The challenge: https://cryptopals.com/sets/1/challenges/7 My solution: https://github.com/CJStadler/cryptopals-rust/commit/32e4762

This was a very short challenge but I managed to have some difficulty with it so maybe it’s still worth writing a blog. The instructions say

Do this with code.
You can obviously decrypt this using the OpenSSL command-line tool, but we’re having you get ECB working in code for a reason.

But I didn’t listen to this and tried to solve it using the openssl command-line tool first (mostly so that I could then use the solution in the test for my Rust implementation). Having never used openssl before how to do this turned out to be far from “obvious” to me.
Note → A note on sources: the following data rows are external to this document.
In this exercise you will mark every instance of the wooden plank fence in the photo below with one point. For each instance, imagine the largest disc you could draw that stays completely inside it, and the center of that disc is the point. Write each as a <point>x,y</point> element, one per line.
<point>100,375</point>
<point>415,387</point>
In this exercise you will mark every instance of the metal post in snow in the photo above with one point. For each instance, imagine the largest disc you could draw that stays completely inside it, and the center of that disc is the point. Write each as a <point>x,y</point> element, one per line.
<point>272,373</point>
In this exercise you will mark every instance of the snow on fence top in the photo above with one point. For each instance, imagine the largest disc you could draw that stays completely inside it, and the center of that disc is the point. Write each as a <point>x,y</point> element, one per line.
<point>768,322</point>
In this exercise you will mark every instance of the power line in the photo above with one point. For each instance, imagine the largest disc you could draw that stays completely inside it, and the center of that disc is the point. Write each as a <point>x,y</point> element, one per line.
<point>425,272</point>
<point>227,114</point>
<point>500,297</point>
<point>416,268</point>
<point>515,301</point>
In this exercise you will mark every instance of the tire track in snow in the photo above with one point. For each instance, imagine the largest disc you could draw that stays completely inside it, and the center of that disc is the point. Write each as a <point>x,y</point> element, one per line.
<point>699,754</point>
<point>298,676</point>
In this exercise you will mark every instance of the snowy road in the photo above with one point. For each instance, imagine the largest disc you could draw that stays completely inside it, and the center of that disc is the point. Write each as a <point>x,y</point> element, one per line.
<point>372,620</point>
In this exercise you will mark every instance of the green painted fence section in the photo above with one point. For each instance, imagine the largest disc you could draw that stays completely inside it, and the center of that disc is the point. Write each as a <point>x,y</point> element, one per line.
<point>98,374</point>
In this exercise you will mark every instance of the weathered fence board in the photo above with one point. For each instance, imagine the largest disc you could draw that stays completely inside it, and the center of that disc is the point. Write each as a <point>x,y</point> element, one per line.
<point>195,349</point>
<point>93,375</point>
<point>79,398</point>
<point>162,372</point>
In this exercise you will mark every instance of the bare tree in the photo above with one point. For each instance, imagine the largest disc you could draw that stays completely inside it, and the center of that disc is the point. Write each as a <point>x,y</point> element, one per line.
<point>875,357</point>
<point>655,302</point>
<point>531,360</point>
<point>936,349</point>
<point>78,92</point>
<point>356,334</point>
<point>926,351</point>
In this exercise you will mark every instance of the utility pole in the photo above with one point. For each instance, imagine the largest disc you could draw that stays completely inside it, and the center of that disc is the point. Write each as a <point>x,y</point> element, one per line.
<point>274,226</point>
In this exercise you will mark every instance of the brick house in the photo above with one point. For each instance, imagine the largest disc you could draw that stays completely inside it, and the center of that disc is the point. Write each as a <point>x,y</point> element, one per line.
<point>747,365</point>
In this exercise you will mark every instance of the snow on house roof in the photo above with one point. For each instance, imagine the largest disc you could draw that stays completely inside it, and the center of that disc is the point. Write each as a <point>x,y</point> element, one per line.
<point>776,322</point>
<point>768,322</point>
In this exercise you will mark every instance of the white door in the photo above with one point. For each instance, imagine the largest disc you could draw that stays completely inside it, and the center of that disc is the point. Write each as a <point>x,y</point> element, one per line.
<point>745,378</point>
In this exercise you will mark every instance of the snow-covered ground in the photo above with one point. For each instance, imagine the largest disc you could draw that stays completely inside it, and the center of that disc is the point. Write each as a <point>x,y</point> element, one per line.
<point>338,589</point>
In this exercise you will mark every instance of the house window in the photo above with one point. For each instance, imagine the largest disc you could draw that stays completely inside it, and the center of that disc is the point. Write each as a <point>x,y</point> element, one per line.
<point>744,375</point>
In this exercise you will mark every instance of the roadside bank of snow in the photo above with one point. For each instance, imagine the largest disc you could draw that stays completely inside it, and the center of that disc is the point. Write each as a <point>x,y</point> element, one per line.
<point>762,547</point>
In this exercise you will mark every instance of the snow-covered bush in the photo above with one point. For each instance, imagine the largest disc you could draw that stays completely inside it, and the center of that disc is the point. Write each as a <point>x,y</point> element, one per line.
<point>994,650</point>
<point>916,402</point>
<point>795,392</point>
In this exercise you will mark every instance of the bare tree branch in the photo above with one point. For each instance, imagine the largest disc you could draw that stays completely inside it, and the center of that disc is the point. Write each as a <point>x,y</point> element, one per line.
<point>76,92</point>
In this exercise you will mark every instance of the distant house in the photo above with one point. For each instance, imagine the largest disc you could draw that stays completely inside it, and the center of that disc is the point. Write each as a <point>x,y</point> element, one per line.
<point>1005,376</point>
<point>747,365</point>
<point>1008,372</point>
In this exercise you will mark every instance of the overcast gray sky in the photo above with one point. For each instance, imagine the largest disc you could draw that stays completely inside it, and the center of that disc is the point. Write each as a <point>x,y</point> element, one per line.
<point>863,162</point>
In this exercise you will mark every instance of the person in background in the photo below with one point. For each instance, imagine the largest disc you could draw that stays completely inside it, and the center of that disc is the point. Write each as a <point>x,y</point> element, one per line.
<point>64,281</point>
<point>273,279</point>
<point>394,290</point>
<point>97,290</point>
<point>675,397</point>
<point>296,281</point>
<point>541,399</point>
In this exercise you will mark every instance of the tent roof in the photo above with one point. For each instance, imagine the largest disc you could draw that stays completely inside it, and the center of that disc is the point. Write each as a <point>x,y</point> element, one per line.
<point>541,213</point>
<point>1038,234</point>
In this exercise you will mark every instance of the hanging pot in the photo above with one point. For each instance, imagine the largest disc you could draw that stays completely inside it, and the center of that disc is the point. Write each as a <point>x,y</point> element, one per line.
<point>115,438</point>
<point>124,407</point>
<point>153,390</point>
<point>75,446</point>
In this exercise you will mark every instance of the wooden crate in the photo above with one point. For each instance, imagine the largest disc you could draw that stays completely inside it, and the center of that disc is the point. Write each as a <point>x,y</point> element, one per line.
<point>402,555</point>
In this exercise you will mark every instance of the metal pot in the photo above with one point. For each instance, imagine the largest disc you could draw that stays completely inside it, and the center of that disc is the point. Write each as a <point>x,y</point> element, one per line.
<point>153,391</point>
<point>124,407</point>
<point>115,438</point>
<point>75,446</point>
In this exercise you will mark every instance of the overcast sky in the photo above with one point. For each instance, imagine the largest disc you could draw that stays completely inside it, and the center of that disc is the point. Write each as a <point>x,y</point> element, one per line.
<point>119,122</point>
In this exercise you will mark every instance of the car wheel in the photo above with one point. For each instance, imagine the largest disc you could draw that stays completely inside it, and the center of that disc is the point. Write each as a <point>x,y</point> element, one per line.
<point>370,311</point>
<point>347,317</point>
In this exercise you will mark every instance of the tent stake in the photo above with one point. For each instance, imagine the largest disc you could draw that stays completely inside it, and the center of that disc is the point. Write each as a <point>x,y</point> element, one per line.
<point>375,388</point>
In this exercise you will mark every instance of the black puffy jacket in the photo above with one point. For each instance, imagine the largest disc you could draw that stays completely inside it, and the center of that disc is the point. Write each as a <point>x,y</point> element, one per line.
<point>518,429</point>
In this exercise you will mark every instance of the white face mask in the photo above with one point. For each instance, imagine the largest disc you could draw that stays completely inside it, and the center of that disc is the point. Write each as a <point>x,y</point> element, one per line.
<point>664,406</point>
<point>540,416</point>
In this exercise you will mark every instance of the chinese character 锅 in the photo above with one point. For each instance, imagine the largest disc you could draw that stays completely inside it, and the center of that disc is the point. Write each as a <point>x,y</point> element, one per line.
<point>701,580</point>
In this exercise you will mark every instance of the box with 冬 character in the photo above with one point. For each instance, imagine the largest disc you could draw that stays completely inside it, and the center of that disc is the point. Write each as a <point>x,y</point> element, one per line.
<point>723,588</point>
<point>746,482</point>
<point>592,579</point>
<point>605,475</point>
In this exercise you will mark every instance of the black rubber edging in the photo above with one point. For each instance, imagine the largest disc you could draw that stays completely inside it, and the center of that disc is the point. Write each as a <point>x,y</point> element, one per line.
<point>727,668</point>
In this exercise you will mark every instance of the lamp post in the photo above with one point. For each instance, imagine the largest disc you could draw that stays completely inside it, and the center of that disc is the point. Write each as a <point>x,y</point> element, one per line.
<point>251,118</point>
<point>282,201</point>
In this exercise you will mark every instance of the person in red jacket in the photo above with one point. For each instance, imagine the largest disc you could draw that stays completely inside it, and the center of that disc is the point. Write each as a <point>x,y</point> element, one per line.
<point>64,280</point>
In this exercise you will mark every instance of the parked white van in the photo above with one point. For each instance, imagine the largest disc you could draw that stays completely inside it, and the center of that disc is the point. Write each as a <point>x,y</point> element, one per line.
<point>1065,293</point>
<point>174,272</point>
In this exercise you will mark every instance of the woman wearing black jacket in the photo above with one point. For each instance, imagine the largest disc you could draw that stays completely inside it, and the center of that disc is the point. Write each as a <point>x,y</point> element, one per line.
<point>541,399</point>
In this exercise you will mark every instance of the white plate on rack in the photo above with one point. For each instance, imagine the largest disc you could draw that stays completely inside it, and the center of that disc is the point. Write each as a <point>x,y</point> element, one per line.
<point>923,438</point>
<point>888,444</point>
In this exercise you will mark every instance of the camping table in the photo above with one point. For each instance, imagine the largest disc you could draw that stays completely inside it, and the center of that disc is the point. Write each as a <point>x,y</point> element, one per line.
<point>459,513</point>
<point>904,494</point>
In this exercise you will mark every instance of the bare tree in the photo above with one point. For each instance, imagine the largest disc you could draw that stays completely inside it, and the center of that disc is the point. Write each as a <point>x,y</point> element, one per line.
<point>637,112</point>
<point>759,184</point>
Eventually I resorted to googling and got this incantation from reddit:

curl http://cryptopals.com/static/challenge-data/7.txt 2>/dev/null|openssl enc -aes-128-ecb -a -d -K '59454c4c4f57205355424d4152494e45' -nosalt

The thing getting passed to -K there is the hex representation of the ASCII encoded key (“YELLOW SUBMARINE”).1

For the Rust implementation I used the openssl crate which made the solution very simple:

use self::openssl::symm::{decrypt, Cipher};

fn decode_aes_128_ecb(ciphertext: &[u8], key: &[u8]) -> Vec<u8> {
    decrypt(Cipher::aes_128_ecb(), key, None, ciphertext).unwrap()
}

Hmm I should probably get rid of the unwrap and return a Result instead if I’m going to be using this function in future challenges…

  1. For example (because I find this confusing), the first letter of the key, “Y”, is coded as the bits 1011001 (most significant on the left) in ASCII. The bits 101 decode to “5” in hex, and 1001 to “9”.